Der Harvard-Professor Andrew McAffee prägte den Begriff Enterprise 2.0 schon im Jahr 2006. Danach setzen Unternehmen die webbasierte Software ein, um Projekte zu steuern, Wissen effizienter zu verwalten und die Kommunikation nach außen und innen besser zu gestalten. Vollzieht ein Unternehmen diese Transformation erfolgreich, werden erhebliche Potenziale freigelegt:

  • Per Kommentar oder im Wiki kann sich jeder einmischen und sein Wissen teilen – und damit auch jene Experten, an die bei der Zusammensetzung eines Teams vielleicht gar nicht gedacht wurde.
  • Die Teams selbst bleiben offen und können sich jederzeit verändern. Vor allem dann, wenn neue Probleme auftauchen und die dafür erfahrensten Kollegen gesucht werden. Die Hinweise dazu kommen dann aus allen Ecken des Unternehmens. Überhaupt beschleunigt sich der Auswahlprozess, um die jeweils besten Fachkräfte für ein Projekt zu suchen.
  • Ebenso werden Projekt-Doubletten transparenter. Das gilt insbesondere für international operierende Unternehmen. Wenn zufällig drei Teams an drei Standorten an einem vergleichbaren Problem laborieren, wird dies im Wikinetz schnell sichtbar. Ineffizienzen werden so vermieden, bevor sie entstehen.
  • Durch die effizienten Arbeitsabläufe verbessern die Unternehmen langfristig die Qualität ihrer Produkte. Durch die stärkere Vernetzung aller Mitarbeiter wird Wissen einfacher und schneller aktiviert, so entstehen am Ende auch bessere Lösungen für die Kunden.

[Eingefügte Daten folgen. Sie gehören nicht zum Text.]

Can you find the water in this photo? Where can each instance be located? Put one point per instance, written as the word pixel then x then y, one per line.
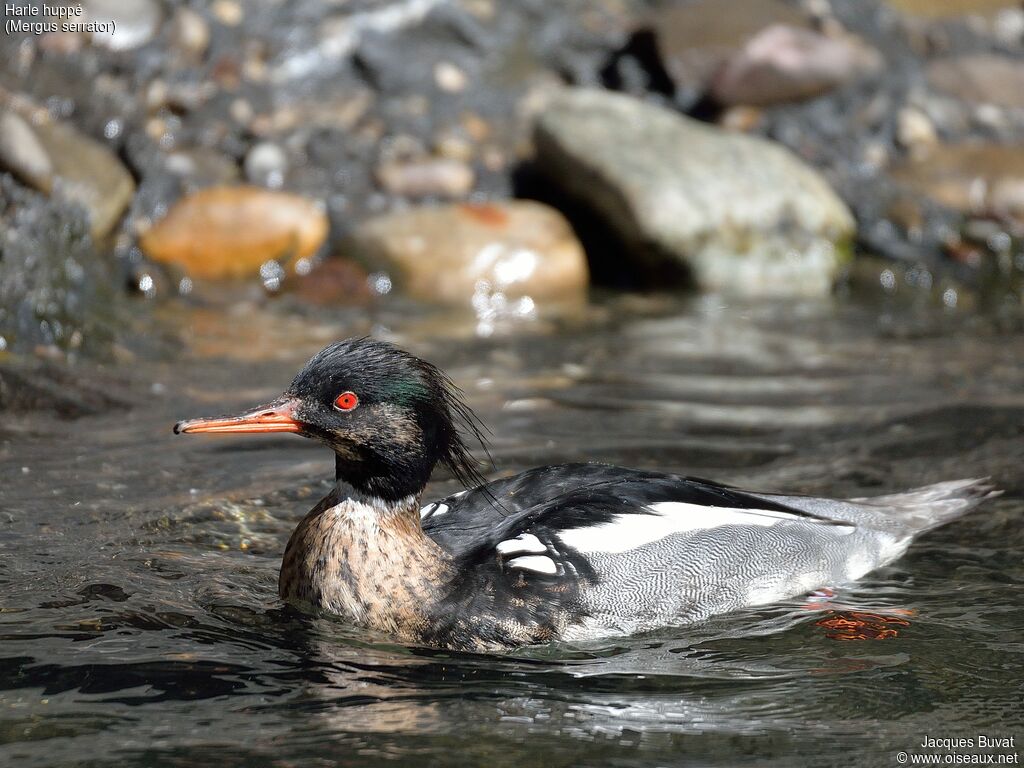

Einer Harvard Business-Studie zufolge steigern Unternehmen mit einer ausgeprägten Kollaborations-Kultur ihre Produktivität um bis zu 250 Prozent. Eine Befragung von McKinsey ergab, dass 60 Prozent der Unternehmen überzeugt sind, durch die Umstellung auf Enterprise 2.0 entscheidende Wettbewerbsvorteile zu generieren. Entsprechend schätzt auch das Marktforschungsinstitut Forrester, dass sich bis 2013 die Investitionen von Konzernen weltweit in die Enterprise-2.0-Tools auf 4,6 Milliarden Dollar verzehnfachen werden. Und eine Umfrage des IT-Unternehmens IBM ergab, dass 71 Prozent der Informationsvorstände der effizienten Zusammenarbeit unter Kollegen oberste Priorität einräumen.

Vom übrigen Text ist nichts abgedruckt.